Mountain bikers have a better shot at falling correctly, especially downhill stunt cyclists. Ditto BMXers and freestyle cyclists. They suffer a lot of injuries over a career, including concussions that can lead to psychological problems.
As I've said before, when we fall and aren't injured we congratulate ourselves on our superhuman reflexes and finely honed instincts. When we're injured we chalk it up to bad luck. Then when we retell stories of our misadventures we selectively choose those that confirm our biases.
Originally Posted by
jefnvk
My point is not that is not instinctual to catch yourself, it is that I doubt there is any sports trainer who would argue that catching yourself with an outstretched hand is a better idea than relaxing and letting your side absorb the impact. And we're talking about an event that you can literally go "oh crap I'm falling I'm falling", not something that happenes so fast you stand up twenty feet from the accident site going "WTF???". I'm not going to argue that there aren't situations one can't do the proper thing in, but in this threads case I'd never advocate trying to catch yourself.
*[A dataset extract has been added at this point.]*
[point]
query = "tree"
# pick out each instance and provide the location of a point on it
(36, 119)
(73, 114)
I have time to think "Oh crap I'm falling" when I'm standing still. However there is zero perceived time from the moment of "Oh crap I'm falling" and "How many bruises do I have and is the bike okay?" Just like there is zero perceived time between watching my cat look at a bug flying around his head and then my arm pulled fully away from me and leash dug into my wrist and him 6 feet away recovering from hitting the end of the leash. Or taking a bad step while walking and next thing I know I'm holding onto something supporting my weight and my ankle hurts. If all that relatively slow stuff skips conscious thought, a fall off a bike at speed is definitely not going to allow for planned action.